The Impact of Using Digital Filter and Analog Filter on Surface Electromyography Signal
DOI:
https://doi.org/10.35882/ijahst.v1i2.6Keywords:
EMG, Analog Filter, Digital FilterAbstract
Many accident cases result in humans having to going a surgery to save them, then performing muscle therapy to help the patient’s recovery after going through the post-surgery. The purpose of this therapy is the patient’s body to its normal state. Exoskeleton is an additonal clothing-like tool that aims to both protect and increase the wearer's abilities. Meanwhile electromyography (EMG) is a technique to evaluate and record the electrical activity produced by skeletal muscles. The purpose of this study was to analyze the differences in using of analog and digital filters on EMG, as well as the effect on the exoskeleton simulation. The method used in the main design consists of the myoware module, notch circuit, low pass filter, arduino uno, DAC module, teraterm software, and matlab. The intercepted signal was taken from the biceps using a disposable electrode (AG/AGCL.).
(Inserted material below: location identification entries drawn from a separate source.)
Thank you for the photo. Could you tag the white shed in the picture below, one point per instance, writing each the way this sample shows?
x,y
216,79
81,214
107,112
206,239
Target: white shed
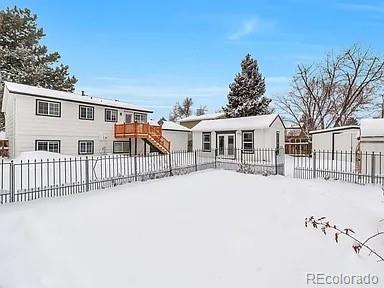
x,y
343,138
372,135
246,133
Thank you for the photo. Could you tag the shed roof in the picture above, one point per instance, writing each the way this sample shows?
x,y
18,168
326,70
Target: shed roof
x,y
242,123
335,129
69,96
372,127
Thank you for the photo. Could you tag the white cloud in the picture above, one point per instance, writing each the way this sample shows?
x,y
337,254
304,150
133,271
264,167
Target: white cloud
x,y
250,26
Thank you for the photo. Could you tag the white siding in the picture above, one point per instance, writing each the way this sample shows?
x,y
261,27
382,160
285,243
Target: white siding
x,y
263,138
68,128
372,144
10,107
179,139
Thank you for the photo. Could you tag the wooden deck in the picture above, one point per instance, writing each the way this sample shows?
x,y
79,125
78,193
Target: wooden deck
x,y
151,133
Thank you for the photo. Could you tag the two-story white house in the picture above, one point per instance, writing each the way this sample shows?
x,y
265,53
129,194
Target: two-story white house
x,y
68,123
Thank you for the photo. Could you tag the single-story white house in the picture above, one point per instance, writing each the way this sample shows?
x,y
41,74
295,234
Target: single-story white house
x,y
245,133
193,120
372,135
176,134
344,138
The EMG signal tapped by the myoware module then is continued to another circuit, then was recorded on the Teraterm software, and analyzed in MATLAB. The voltage value on the analog filter is 1.541 Volt during relaxation and 2.086 Volt during contraction, while the digital filter that has passed through the DAC has a value of 41.8 mVolt during relaxation and 269.1 mVolt during contraction. The results of this study obtained that digital and analog filter values have an average difference of 5 to 30. The conclusion of this research is that the tool can detect changes in the use of analog and digital filters. Therefore, in the future research, development can be made to compare other types of digital filters along with replacement to wireless systems. The benefit or purpose of this research is as a simulation of exoskeleton skeletal motion and to see the difference between the use of digital and analog filters.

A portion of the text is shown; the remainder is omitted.